The Light Bar, housed in a former Victorian power station, appears in 'The Edge of Reason.'
For my final toast to Bridget, I headed that evening to
the Light Bar
, housed in a former Victorian power station in the trendy Shoreditch neighbourhood. The bar appears in the second film, 'The Edge of Reason,' during a scene when Bridget's friends convince her over drinks to dump Mark because it appears he's cheating on her.
When I arrived, the bar was already packed with suited-up blokes clinking pints, and fashionable women laughing over wine.
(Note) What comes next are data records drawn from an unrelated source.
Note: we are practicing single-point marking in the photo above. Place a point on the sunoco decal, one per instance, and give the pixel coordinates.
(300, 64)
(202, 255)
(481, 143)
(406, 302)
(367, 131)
I managed to snag a prime corner table, but no relationship advice would be dispensed across it — I was all by myself.
After ordering a cocktail, I peeked at my fellow patrons and felt a twinge of loneliness. Without my own trusty girlfriends, there was only one thing to do. I reached into my purse, pulled out my journal — rather, my diary — and started writing.
Blane Bachelor
travelled with some trip support from
Visit London
, which did not review or approve this article.